Nefis nedir? Nefsimizi tanıyor muyuz? Veya ne kadar tanımaktayız? Nefsin ölmesi ne demektir? Nefis terbiyesi nasıldır? Nefis gerçekten düşman mı? Nefsin azgınlığı nedir? Nefsin müslüman olması ne demektir? Daha ardı arkası kesilmeyen nefis hakkında bir yığın soru birikintisi var. Ve bütün bunlar insanı alakadar eden başlıca konulardır. Bütün bilim adamları bu konuya isteyerek ya da arızi olarak değinmişlerdir. Hakkında pek çok araştırmalar yapılmış ve kendini keşfetme yolunda olan insan, bu araştırmalar sonunda birçok hakikat bilgisine ulaşmıştır. Bu makalemizde, biz de bu sorulara cevap arayacağız. Bizi buna sevk eden husus, Nefis kavramının içeriği hakkında toplumumuzun yeterince bilgilendirilmemesinden doğan eksiklik sebebi ile, kimi insanlar nefis terbiyesini, nefsi öldürmek şeklinde algılıyor ve böylece hakikat ile zıtlaşıyor. Bu sebeple bu yazımızda, Kur’an’ın öğretisinde bizlere sunulan nefsin mahiyetini bir nebze anlamaya çalışalım istedik. Önce kavram olarak nefis nedir, Kur’an-ı Kerimde kullanılış şekilleri üzerinde duracağız. Kanaatimizce bir çok sorulara Kur’an’dan gerekli cevabı bulacağımızı ümit ediyoruz.


A KAVRAM OLARAK NEFİS
a.1. Lügat Bakımından Nefis
Nefis, lügatte bir şeyin hakikati, zat-ı, her şeyin karşılığı, cevheri, özü manalarına gelir. Nefis kavramı, eski Arap şiir edebiyatında bir şeyin özünü belirten bir zamir olarak kullanılmakta iken, zamanla bir çok manalarda kullanıldığı söylenmektedir. Bugün yirmiyi aşkın anlamda kullanıldığı görülmektedir.

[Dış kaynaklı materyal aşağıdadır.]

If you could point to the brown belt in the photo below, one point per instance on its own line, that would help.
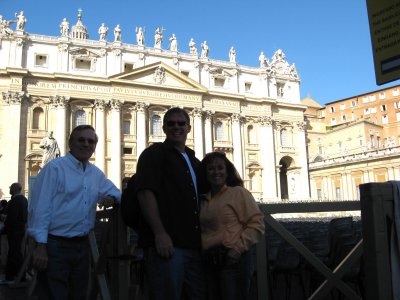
(68, 239)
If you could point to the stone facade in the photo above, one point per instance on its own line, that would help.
(353, 141)
(49, 83)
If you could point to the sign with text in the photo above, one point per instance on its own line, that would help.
(384, 25)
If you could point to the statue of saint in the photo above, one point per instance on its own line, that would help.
(173, 46)
(117, 34)
(232, 55)
(21, 20)
(103, 32)
(140, 36)
(64, 27)
(263, 60)
(158, 38)
(192, 47)
(50, 148)
(204, 50)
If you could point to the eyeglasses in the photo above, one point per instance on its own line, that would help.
(172, 123)
(89, 141)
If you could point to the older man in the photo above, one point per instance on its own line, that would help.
(61, 214)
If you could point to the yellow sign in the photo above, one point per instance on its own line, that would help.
(384, 25)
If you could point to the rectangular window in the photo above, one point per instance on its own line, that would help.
(40, 60)
(186, 73)
(127, 127)
(83, 64)
(128, 67)
(128, 150)
(219, 82)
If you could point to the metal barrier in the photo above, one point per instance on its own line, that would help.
(333, 278)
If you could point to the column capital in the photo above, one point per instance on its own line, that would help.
(301, 125)
(197, 112)
(141, 106)
(14, 97)
(100, 104)
(59, 101)
(237, 118)
(265, 121)
(116, 104)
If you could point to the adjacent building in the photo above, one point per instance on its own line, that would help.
(54, 83)
(353, 141)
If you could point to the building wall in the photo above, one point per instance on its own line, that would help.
(51, 83)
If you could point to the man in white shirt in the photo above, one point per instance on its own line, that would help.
(61, 213)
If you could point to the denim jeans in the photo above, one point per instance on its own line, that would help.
(179, 277)
(67, 273)
(230, 282)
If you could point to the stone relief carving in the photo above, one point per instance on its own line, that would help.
(159, 75)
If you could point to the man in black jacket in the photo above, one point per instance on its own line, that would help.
(15, 226)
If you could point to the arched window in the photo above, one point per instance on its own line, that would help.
(284, 138)
(80, 118)
(156, 125)
(38, 118)
(251, 135)
(219, 131)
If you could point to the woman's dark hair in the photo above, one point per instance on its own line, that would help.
(233, 177)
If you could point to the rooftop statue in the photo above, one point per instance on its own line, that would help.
(140, 36)
(103, 30)
(192, 47)
(232, 55)
(117, 34)
(64, 27)
(204, 50)
(263, 60)
(5, 26)
(158, 37)
(50, 148)
(21, 21)
(173, 46)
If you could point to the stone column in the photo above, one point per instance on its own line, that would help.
(267, 158)
(11, 155)
(100, 126)
(63, 56)
(141, 138)
(237, 143)
(115, 174)
(198, 132)
(301, 148)
(59, 104)
(208, 136)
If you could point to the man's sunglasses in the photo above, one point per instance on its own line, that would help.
(172, 123)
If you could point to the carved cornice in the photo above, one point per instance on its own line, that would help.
(100, 104)
(14, 97)
(59, 101)
(116, 104)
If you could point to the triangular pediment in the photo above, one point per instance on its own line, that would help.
(158, 74)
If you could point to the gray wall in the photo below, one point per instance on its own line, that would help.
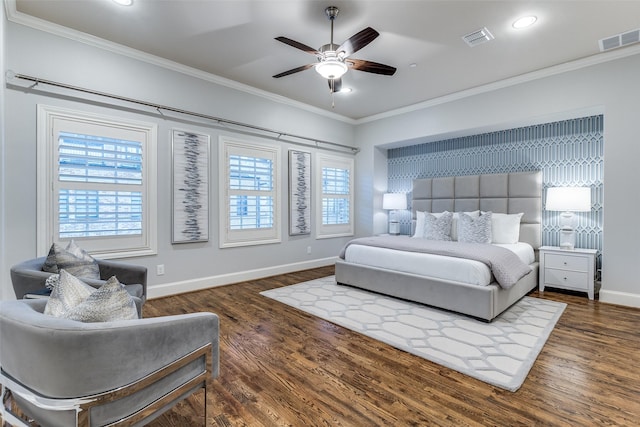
(609, 88)
(187, 266)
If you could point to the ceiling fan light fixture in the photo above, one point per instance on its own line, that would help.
(524, 22)
(331, 69)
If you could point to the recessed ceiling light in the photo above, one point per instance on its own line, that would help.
(525, 22)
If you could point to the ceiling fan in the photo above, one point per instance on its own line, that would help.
(333, 60)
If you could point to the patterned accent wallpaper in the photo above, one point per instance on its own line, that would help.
(569, 153)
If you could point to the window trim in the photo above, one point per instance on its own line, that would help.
(46, 149)
(234, 238)
(333, 230)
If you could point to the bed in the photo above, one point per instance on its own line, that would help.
(506, 193)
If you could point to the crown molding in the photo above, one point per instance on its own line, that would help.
(39, 24)
(589, 61)
(20, 18)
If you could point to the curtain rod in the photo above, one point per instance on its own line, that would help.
(277, 134)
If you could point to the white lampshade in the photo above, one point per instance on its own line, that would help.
(392, 201)
(331, 68)
(568, 199)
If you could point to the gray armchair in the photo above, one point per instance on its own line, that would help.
(28, 277)
(64, 373)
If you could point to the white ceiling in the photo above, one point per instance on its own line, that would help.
(234, 39)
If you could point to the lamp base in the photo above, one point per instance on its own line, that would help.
(567, 239)
(394, 228)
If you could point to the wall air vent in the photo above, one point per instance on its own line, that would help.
(477, 37)
(619, 40)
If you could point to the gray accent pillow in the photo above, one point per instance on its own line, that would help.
(474, 230)
(73, 299)
(438, 227)
(74, 259)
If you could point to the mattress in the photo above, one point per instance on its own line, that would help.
(435, 266)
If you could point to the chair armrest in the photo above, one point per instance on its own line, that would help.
(80, 359)
(128, 274)
(28, 277)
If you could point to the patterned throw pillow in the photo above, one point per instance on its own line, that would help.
(438, 227)
(110, 302)
(68, 293)
(474, 230)
(73, 259)
(73, 299)
(505, 228)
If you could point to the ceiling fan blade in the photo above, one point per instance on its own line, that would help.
(299, 45)
(371, 67)
(335, 85)
(358, 41)
(294, 70)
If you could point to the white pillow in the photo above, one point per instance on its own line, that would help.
(505, 228)
(419, 230)
(455, 222)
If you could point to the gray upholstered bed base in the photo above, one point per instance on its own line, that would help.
(483, 302)
(509, 193)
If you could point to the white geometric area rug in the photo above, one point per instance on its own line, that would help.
(500, 353)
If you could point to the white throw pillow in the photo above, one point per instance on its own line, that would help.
(505, 228)
(420, 215)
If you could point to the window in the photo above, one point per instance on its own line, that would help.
(249, 186)
(98, 183)
(335, 196)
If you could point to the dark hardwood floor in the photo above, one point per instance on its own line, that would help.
(280, 366)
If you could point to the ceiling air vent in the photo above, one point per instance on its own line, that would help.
(477, 37)
(620, 40)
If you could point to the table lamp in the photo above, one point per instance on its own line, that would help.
(394, 202)
(568, 200)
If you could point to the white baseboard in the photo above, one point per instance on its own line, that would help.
(620, 298)
(168, 289)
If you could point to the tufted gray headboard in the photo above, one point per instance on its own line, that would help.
(503, 192)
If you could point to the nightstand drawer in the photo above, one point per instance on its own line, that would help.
(566, 279)
(566, 262)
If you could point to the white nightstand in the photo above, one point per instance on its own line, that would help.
(567, 269)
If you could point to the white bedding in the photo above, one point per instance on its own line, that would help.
(436, 266)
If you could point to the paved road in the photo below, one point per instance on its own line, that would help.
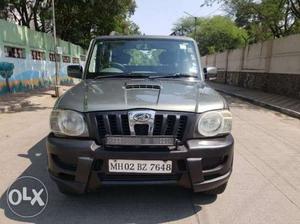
(264, 188)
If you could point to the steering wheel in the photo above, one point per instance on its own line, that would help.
(117, 65)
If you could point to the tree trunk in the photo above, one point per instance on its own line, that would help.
(7, 85)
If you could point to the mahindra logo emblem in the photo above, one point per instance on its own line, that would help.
(142, 117)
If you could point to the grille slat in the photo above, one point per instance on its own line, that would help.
(164, 124)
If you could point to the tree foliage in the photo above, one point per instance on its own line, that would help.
(264, 19)
(214, 34)
(76, 21)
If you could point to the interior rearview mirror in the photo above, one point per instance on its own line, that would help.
(75, 71)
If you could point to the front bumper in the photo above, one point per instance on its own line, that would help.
(81, 165)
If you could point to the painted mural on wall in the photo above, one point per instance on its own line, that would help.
(19, 75)
(27, 59)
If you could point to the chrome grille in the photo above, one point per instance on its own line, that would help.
(116, 123)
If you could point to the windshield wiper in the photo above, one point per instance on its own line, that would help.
(122, 75)
(173, 75)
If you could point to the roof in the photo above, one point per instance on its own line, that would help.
(144, 37)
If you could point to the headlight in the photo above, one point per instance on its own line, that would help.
(215, 123)
(68, 122)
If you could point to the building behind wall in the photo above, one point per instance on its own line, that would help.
(32, 54)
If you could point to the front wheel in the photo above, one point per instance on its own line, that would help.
(215, 191)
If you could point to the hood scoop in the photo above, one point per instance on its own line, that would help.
(142, 86)
(139, 94)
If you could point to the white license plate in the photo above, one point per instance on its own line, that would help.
(139, 166)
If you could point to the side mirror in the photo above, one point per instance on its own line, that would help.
(75, 71)
(210, 73)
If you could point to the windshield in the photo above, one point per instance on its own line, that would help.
(145, 57)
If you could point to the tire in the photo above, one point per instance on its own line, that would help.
(215, 191)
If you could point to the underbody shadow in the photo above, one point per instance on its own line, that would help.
(130, 204)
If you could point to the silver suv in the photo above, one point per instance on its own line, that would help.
(142, 114)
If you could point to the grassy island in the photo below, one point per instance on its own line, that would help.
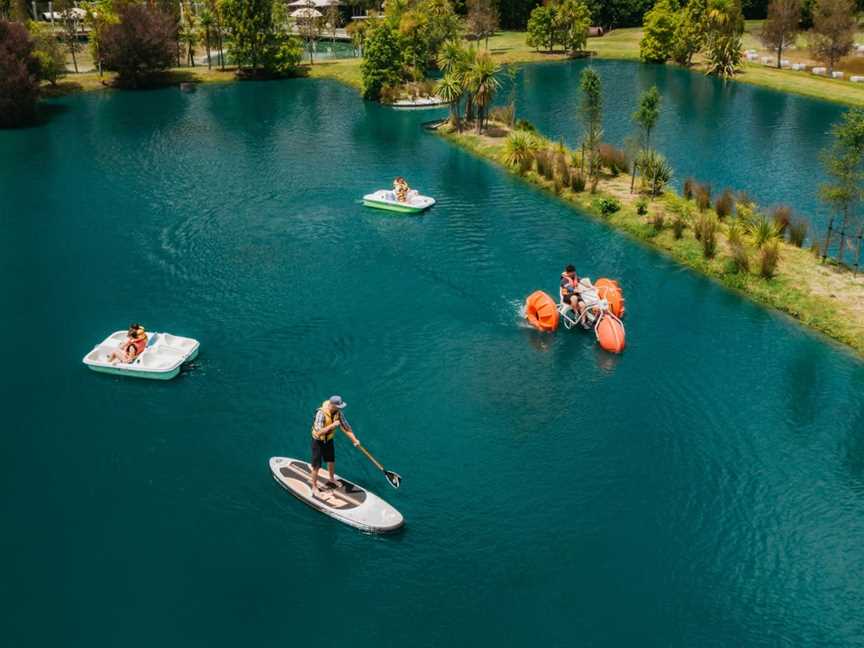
(821, 296)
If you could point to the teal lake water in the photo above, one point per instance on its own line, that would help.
(727, 134)
(705, 488)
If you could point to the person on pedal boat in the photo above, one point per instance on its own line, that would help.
(400, 189)
(571, 290)
(132, 347)
(328, 417)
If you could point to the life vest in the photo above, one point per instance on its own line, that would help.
(137, 346)
(328, 420)
(572, 282)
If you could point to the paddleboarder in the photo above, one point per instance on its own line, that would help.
(328, 417)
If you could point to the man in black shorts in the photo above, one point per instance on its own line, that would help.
(328, 417)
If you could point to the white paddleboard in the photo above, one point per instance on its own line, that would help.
(350, 503)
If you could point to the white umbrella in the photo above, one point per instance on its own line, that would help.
(306, 12)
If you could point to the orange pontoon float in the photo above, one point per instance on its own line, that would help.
(541, 311)
(609, 290)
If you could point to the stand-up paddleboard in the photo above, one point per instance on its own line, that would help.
(350, 503)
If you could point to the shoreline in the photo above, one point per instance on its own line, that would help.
(510, 48)
(822, 297)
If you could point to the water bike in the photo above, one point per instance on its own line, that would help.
(160, 360)
(385, 199)
(604, 307)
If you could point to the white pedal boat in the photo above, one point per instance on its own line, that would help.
(161, 359)
(350, 504)
(385, 199)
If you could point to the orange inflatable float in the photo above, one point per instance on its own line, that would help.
(541, 311)
(610, 334)
(609, 290)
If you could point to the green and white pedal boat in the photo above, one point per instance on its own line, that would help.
(384, 199)
(161, 360)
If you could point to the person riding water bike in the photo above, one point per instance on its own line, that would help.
(571, 290)
(328, 417)
(132, 347)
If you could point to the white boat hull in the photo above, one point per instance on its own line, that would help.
(350, 504)
(161, 360)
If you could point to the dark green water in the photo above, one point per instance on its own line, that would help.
(727, 134)
(706, 488)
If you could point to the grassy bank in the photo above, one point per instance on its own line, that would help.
(823, 297)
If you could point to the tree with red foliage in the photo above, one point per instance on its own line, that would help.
(19, 75)
(142, 43)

a.2. Istılah Bakımından Nefis
Nefis, ıstılahta şehvet ve ğadabın (öfkenin) başlangıcı olan kuvve-i nefsaniye’ye denir. Nefis, insanda bütün hayvani arzuların ve isteklerin hemen tatbikini isteyen, fenalıklara ve kötülüklere taşmasını emreden, günah olan şeyi yapması için kolaylık sağlayan, faydalı olan işlerde de ağırlık ve zorluk hissini uyandıran, benlik, (ego) şöhret, şan, şeref, kibir (büyüklenme) kin (düşmanlık), haset (kıskançlık) gibi, duygu ve arzuları veren bir iç yönelimi, bir istekler ve arzular manzumesidir. Özellikle İslam düşünce yapısının temelini oluşturan Kelam, Felsefe ve Tasavvuf ekollerinin ilgi alanını oluşturan bir kavramdır.

a.3. Mefhum Bakımından Nefis
Nefsin hakikati hakkında İslam bilginlerinden, Kelam Alimleri, Filozoflar ve Mutasavvıflar farklı şekilde izahlar getirmişlerdir. Ortaya çıkan sonuç ise, kavramın anlaşılmasına yardımcı olmaktadır. Mesela Muhakkik kelamcılarla İslam filozofları ve İslam Mutasavvıflarının bir bölümü, nefsin soyut bir cevher olduğunu savunmuşlardır. Bunlara göre insanın mahiyeti ne cisimdir, ne de cisimseldir. Nefis, maddeden ayrık bir cevherdir. Ne var ki bunlar da kendi içinde iki fırkaya ayrılmışlardır. Muhakkik kelamcılara göre insan, bu nefis cevheriyle bedenin birleşmesinden oluşur. İkinci fırkayı oluşturan filozoflarla mutasavvıflara göre ise, nefis bedene iliştiğinde onunla birleşir. Nefis bedenin, beden de nefsin aynısı olur. Birleşmelerinden sonra ikisinin toplamı insanı oluşturur. Ölümle bu birlik bozulur. Nefis kalır, beden ise yok olur.